Art. 127. O credor de coobrigados solidários cujas falências sejam decretadas tem o direito de concorrer, em cada uma delas, pela totalidade do seu crédito, até recebê-lo por inteiro, quando então comunicará ao juízo.(1)
§ 1o O disposto no caput deste artigo não se aplica ao falido cujas obrigações tenham sido extintas por sentença, na forma do art. 159 desta Lei.
§ 2o Se o credor ficar integralmente pago por uma ou por diversas massas coobrigadas, as que pagaram terão direito regressivo contra as demais, em proporção à parte que pagaram e àquela que cada uma tinha a seu cargo.

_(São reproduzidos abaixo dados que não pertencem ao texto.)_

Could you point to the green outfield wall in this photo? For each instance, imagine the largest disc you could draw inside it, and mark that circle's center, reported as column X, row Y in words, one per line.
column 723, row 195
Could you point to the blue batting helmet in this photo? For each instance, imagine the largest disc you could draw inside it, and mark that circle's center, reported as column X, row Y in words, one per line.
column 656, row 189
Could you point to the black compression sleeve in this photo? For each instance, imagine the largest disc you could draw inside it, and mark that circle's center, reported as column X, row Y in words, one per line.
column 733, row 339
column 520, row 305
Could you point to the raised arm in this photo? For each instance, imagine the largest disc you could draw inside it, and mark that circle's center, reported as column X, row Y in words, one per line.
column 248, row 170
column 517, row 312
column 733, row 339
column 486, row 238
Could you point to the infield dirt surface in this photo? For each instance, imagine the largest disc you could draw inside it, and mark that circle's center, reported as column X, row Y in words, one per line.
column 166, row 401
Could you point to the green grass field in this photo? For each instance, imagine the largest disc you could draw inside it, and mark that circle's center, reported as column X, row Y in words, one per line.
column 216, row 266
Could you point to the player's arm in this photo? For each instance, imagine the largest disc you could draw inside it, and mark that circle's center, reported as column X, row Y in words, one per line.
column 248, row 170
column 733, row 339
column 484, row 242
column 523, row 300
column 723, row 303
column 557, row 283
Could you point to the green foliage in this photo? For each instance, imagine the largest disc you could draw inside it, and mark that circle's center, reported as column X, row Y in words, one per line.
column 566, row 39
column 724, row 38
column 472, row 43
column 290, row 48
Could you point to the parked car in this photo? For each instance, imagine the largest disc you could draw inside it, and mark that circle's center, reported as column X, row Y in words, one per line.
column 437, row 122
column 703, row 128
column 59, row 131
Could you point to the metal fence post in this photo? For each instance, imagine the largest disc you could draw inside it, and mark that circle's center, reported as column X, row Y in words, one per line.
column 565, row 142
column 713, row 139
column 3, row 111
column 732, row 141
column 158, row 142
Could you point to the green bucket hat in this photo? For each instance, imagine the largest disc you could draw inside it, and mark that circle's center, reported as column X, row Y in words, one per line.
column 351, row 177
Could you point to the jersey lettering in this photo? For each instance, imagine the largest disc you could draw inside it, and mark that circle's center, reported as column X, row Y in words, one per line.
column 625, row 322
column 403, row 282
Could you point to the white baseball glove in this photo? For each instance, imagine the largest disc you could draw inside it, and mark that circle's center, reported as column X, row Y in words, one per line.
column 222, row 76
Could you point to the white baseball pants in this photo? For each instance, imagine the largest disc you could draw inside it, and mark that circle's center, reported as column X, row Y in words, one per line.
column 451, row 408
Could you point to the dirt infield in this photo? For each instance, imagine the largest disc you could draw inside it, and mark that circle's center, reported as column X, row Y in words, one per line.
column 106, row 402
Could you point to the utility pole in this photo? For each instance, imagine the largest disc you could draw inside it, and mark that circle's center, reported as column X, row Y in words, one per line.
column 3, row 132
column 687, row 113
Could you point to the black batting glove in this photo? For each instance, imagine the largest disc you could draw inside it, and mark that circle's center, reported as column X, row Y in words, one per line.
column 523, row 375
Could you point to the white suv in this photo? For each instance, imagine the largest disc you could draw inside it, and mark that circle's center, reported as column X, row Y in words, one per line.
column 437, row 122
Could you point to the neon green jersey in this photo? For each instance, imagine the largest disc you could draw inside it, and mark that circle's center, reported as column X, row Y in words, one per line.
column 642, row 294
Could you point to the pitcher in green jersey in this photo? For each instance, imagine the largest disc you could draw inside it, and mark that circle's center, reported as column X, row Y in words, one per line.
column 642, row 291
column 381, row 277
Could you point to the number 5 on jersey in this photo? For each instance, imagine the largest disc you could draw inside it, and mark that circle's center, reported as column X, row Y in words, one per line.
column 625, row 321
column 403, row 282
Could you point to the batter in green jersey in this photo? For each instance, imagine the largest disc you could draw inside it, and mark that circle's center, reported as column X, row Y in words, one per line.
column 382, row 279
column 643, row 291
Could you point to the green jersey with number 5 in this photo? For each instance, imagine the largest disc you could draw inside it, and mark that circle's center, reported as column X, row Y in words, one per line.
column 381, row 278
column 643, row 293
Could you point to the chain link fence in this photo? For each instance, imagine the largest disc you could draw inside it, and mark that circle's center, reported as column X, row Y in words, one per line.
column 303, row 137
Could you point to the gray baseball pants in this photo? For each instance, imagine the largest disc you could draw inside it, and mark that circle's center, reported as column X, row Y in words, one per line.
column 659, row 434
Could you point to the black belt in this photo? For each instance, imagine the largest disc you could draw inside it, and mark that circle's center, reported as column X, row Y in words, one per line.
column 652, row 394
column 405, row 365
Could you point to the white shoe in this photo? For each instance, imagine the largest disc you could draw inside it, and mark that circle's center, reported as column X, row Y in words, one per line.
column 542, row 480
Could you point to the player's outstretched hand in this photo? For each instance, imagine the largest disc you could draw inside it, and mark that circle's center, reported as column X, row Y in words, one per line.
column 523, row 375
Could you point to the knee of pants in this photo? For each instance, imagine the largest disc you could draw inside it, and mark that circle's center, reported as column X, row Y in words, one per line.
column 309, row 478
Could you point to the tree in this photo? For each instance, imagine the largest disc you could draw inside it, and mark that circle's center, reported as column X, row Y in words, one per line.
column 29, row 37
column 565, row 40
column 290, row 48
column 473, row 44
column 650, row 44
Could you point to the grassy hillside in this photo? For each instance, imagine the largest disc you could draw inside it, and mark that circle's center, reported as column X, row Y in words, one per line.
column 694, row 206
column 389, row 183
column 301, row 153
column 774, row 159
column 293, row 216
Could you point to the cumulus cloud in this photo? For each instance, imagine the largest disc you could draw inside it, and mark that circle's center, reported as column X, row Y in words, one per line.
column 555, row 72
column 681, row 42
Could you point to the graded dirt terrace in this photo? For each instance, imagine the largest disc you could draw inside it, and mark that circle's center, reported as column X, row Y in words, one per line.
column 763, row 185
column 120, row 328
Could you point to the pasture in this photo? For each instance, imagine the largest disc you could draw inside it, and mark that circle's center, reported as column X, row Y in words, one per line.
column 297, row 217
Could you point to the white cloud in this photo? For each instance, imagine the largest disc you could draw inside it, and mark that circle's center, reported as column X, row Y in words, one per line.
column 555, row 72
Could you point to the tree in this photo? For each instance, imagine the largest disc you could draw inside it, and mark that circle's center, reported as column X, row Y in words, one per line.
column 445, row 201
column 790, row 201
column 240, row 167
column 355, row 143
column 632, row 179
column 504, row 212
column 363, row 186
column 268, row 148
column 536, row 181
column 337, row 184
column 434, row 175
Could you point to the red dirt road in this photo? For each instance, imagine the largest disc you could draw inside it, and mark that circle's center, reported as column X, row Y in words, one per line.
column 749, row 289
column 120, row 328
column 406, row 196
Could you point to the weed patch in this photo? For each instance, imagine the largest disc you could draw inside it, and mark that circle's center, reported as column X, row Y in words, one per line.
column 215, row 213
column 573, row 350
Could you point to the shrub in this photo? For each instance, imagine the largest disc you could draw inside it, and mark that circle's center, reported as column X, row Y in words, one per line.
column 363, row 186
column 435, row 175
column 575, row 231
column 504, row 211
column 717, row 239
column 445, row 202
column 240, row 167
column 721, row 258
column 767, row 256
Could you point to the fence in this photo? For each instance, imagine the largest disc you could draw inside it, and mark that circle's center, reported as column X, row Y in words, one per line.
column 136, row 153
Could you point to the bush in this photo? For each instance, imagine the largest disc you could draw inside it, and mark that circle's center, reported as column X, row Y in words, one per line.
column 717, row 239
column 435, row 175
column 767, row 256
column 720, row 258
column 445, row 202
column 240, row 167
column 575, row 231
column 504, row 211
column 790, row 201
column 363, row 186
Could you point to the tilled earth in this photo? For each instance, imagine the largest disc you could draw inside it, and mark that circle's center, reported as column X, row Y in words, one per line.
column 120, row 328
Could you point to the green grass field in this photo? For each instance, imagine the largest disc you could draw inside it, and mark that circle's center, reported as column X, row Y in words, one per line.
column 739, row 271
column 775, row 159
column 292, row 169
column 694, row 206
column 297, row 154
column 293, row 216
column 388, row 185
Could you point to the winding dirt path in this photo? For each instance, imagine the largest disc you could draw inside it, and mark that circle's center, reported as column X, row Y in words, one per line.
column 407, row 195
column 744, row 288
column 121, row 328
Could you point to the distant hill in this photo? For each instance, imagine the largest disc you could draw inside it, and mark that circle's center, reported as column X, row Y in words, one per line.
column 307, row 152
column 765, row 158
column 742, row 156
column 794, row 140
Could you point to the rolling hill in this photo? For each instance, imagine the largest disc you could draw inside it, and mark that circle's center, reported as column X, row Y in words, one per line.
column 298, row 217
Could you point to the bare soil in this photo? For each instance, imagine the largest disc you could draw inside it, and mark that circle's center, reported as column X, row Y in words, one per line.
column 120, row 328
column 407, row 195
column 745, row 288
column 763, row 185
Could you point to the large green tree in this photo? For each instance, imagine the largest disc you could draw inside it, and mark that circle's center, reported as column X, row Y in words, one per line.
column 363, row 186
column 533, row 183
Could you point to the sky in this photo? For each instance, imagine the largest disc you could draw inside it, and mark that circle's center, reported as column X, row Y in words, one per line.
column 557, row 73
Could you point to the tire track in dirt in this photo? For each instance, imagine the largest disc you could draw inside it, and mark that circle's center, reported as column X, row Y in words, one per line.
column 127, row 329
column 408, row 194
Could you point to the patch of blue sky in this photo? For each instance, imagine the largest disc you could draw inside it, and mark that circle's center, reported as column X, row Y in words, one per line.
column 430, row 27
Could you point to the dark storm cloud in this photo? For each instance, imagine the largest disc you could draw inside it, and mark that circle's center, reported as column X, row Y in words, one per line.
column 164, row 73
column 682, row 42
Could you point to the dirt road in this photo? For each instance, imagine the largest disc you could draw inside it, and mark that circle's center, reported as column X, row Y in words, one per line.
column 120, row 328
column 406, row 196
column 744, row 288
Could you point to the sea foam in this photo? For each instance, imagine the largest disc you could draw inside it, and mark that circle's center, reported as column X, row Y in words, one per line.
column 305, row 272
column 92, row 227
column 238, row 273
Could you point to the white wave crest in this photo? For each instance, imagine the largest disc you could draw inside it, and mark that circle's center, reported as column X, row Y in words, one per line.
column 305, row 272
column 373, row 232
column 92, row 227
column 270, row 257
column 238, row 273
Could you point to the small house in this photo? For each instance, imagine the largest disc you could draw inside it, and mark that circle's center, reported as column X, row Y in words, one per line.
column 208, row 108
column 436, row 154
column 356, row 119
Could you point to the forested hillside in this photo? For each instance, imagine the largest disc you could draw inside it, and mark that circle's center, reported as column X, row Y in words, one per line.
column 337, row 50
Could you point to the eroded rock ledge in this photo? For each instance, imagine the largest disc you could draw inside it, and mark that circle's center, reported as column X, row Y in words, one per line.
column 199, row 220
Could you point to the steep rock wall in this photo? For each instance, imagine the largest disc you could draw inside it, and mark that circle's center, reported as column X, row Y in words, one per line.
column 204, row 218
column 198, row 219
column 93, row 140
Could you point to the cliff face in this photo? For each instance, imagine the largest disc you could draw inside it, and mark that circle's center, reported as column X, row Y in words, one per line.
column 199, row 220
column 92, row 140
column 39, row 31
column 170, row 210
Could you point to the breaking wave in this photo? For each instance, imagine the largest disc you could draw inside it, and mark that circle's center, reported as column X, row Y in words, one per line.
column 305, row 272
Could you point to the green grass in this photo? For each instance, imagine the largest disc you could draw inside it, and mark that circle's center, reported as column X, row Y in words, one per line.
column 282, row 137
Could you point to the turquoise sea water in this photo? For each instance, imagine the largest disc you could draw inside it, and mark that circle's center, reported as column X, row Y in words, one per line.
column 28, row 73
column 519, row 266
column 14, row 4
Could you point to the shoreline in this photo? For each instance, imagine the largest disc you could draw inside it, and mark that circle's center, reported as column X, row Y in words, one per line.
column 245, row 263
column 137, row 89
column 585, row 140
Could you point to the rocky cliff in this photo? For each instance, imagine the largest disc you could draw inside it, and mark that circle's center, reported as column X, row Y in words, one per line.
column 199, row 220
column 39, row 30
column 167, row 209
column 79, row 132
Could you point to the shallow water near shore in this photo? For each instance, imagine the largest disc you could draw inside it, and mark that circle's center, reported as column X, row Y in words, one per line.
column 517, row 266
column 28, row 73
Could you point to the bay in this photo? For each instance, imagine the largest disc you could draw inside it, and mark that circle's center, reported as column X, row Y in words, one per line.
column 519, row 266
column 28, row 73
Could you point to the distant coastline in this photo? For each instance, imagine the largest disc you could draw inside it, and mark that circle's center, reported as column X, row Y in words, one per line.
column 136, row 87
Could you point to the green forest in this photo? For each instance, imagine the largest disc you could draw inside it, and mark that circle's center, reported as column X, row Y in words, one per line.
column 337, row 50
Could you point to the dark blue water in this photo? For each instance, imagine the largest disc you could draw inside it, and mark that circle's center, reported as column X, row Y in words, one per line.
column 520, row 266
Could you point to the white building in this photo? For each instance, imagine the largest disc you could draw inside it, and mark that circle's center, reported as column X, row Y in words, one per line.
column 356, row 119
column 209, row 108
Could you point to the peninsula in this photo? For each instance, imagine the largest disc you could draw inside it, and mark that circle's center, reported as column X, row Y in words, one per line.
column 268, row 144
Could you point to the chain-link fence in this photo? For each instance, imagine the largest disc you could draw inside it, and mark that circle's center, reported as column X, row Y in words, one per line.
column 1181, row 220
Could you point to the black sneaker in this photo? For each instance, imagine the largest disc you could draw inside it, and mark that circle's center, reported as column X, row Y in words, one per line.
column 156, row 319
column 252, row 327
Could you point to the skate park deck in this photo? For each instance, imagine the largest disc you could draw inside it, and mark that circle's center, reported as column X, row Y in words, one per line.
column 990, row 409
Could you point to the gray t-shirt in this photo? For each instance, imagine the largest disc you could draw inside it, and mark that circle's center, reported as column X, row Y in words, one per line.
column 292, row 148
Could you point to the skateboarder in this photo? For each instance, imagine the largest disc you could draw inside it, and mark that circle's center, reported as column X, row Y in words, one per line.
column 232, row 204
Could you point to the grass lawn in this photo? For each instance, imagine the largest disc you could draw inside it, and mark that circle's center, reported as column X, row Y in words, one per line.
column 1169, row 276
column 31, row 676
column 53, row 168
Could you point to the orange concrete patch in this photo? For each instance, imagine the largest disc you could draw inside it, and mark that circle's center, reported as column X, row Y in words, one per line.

§ 3o Se a soma dos valores pagos ao credor em todas as massas coobrigadas exceder o total do crédito, o valor será devolvido às massas na proporção estabelecida no § 2o deste artigo.
§ 4o Se os coobrigados eram garantes uns dos outros, o excesso de que trata o § 3o deste artigo pertencerá, conforme a ordem das obrigações, às massas dos coobrigados que tiverem o direito de ser garantidas.
1. Falência de coobrigados. O artigo 127 trata de situação em que dois ou mais coobrigados solidários vão à falência. Da mesma forma como poderia o credor, em situações normais, cobrar simultaneamente a integralidade da dívida de ambos os devedores (CC, art. 275), dispõe o artigo 127 da Lei de Falência que “o credor de coobrigados solidários cujas falências sejam decretadas tem o direito de concorrer, em cada uma delas, pela totalidade do seu crédito, até recebê-lo por inteiro”. A regra segue a mesma dinâmica estabelecida para a solidariedade passiva e coerentemente mantida para as situações em que esses coobrigados solidários vão à falência. Há, entretanto, uma diferença entre a sistemática instituída pela solidariedade passiva e o direito em concorrer em todas as falências que é assegurado ao credor de coobrigados solidários. Diz o artigo 275 do Código Civil que “se o pagamento tiver sido parcial, todos os demais devedores continuam obrigados solidariamente pelo resto”. Por sua vez, mesmo em caso de pagamento parcial, o artigo 127 da Lei de Falência expressamente mantêm todos os coobrigados solidários obrigados à integralidade da dívida, dizendo que “o credor de coobrigados tem o direito de concorrer, em cada uma delas, pela totalidade do seu crédito, até recebê-lo por inteiro”. Na prática, tal aparentemente singela diferença representa um enorme incremento das chances de ter seu credito integralmente adimplido. Evidentemente, entretanto, não tem o credor o direito de receber mais do que lhe é devido. Por essa razão, tem o credor a obrigação de comunicar o recebimento da integralidade dos valores que lhe forem devidos a todos os respectivos juízos em que tiver seu crédito habilitado sob pena de, não o fazendo, ser obrigado a restituir em dobro as quantias recebidas, acrescidas dos juros legais, se ficar evidenciado dolo ou má-fé (art. 152). Além disso, uma vez paga a integralidade da dívida ao credor, terão as massas falidas direito de regresso entre elas para que cada uma delas não responda por mais do que a parte que lhe cabia. Assim, se determinada massa falida houver pagado mais do que a parte que lhe cabia da dívida, terá direito de regresse contra das demais na proporção do pagamento que houver excedido sua parte.